For those of you in the UK who remember Simon Bates’ Our Tune, you could play this soundtrack to enhance the mood I’m going for! For the other 98.5% of you, excuse my digression: this is what I’m on about.
It’s the 1973 in Toronto. Teenager Steve Kudlow (his friends call him ‘Lips’) is a fan of Heavy Metal and a budding guitarist & singer. He walks past a house and hears someone giving a drumkit a pretty serious working over. He is drawn to the sound, and meets Robb, another Metal fan. They form a band together: they call themselves Anvil, and for a while in the 1980s they get big, really big. They tour the world with Bon Jovi, Scorpions and Slayer. They are living the dream.
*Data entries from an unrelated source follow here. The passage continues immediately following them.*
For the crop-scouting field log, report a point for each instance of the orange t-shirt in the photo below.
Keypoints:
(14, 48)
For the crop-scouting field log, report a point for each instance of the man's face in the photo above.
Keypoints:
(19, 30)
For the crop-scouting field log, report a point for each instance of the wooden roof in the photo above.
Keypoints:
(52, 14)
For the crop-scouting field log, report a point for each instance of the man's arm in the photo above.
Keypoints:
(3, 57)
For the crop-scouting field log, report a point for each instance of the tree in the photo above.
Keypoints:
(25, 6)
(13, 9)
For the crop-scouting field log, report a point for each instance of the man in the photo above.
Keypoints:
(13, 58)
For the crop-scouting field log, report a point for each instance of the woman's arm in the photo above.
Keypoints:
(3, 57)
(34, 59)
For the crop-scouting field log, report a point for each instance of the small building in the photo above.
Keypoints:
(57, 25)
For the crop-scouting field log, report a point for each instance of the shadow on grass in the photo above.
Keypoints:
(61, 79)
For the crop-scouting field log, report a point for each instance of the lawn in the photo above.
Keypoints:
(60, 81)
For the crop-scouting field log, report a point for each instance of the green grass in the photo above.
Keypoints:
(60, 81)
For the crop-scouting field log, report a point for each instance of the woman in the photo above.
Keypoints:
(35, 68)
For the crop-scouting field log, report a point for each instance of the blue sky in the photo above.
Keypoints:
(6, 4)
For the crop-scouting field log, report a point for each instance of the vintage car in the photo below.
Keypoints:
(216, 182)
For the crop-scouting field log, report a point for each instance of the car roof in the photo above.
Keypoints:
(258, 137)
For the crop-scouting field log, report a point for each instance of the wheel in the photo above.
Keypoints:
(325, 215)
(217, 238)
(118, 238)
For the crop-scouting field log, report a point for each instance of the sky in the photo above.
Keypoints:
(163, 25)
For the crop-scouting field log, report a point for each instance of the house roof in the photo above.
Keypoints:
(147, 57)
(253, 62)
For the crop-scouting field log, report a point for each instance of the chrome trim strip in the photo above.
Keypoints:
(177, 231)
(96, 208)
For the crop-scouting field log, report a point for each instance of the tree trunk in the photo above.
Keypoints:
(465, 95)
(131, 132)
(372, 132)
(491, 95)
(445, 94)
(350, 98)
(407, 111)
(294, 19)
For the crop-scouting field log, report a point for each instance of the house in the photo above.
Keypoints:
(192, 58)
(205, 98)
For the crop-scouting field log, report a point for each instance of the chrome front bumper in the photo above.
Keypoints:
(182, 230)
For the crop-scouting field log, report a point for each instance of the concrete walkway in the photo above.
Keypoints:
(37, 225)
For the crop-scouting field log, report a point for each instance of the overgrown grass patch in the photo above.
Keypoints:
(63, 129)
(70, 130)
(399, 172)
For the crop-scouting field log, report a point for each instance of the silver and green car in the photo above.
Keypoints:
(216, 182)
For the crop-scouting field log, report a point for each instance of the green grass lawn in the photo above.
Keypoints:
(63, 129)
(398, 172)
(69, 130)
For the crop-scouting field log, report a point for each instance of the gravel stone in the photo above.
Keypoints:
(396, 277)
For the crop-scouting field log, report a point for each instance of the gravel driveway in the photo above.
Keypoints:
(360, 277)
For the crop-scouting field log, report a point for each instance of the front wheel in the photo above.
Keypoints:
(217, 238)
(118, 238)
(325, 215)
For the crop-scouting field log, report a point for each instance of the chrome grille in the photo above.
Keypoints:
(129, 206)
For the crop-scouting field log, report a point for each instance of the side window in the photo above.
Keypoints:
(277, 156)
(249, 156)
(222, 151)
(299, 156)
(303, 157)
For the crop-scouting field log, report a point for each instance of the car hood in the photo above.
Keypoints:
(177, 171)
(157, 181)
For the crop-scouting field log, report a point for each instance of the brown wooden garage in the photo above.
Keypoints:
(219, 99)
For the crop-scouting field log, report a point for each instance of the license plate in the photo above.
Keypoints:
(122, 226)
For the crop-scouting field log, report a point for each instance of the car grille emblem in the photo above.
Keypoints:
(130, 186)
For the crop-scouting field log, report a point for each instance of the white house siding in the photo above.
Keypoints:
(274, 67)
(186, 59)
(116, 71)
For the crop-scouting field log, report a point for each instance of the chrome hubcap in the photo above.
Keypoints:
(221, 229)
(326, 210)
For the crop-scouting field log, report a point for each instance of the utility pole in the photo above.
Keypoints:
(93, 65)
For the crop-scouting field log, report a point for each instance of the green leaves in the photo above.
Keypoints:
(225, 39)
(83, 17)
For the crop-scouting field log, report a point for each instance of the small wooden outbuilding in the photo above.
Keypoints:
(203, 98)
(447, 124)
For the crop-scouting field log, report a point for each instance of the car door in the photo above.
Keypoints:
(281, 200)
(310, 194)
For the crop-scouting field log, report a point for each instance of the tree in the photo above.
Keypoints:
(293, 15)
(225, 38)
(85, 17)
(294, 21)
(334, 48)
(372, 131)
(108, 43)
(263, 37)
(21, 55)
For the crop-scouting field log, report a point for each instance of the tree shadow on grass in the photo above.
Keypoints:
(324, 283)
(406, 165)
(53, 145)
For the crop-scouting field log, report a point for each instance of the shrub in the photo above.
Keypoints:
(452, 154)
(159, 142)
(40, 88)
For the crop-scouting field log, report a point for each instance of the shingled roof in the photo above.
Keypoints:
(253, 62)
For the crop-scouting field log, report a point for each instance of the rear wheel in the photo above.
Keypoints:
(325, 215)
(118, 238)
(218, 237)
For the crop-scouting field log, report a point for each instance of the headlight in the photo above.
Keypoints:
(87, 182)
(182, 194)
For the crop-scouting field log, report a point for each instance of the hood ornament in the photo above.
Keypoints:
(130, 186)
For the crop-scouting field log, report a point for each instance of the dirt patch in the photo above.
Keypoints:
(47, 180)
Except that while those other bands sold gazillions of records, Anvil went home to Toronto. Twenty-five years later Steve delivers meals for a schools catering supplies company, Robb works in construction, and Anvil play gigs in their local bar to a handful of fans. But Steve and Robb never gave up on their dream, their love for metal, and their love for each other.
Anvil! the Story of Anvil is moving, funny, inspiring and often almost heartbreaking. It documents around a year in the life of the band in 2007. During the film they embark on a European Tour promoted by a manager who is more of a fan than actually having any experience or skills in actually managing a tour; they attend festivals and gigs where they play the graveyard slots in front of a handful of people, and they try to recreate past glories by recording a new album in England, with Lips remortgaging his family home to raise the funds.
At almost every turn I despaired of their decision-making, but almost simultaneously marvelled at their persistence and optimism. I wanted to sit them down and give them a stern talking-to, a reality check, but in fact they’re extraordinarily self-aware. Instead I found myself smiling, admiring their positivity despite all the pitfalls and disappointments.
Despite being in his 50s, Lips dresses, talks and walks like a teenager, racing up to his idols from decades before at obscure European Metal festivals, bounding into meetings with A&R men with barely even the beginnings of a thought-through pitch. His presentations don’t go very far beyond ‘please listen to this. We think it rocks. We hope you do too.’ He borrows money from his family to record a new album (the band’s 13th) in England at vast expense without any idea of whether it will sell.
At times the parallels with Spinal Tap seem almost deliberate: the drummer really is called Robb Reiner and there really is an amp that turns up to 11! But the searing honesty and openness from everyone concerned makes this a tremendously intimate portrait of some wonderful characters.
The music is almost incidental; it certainly shouldn’t discourage anyone from watching this brilliant film. There’s more humanity in the Robb & Lips’ blazing rows and heartfelt reconciliations than in any Hollywood rom-com.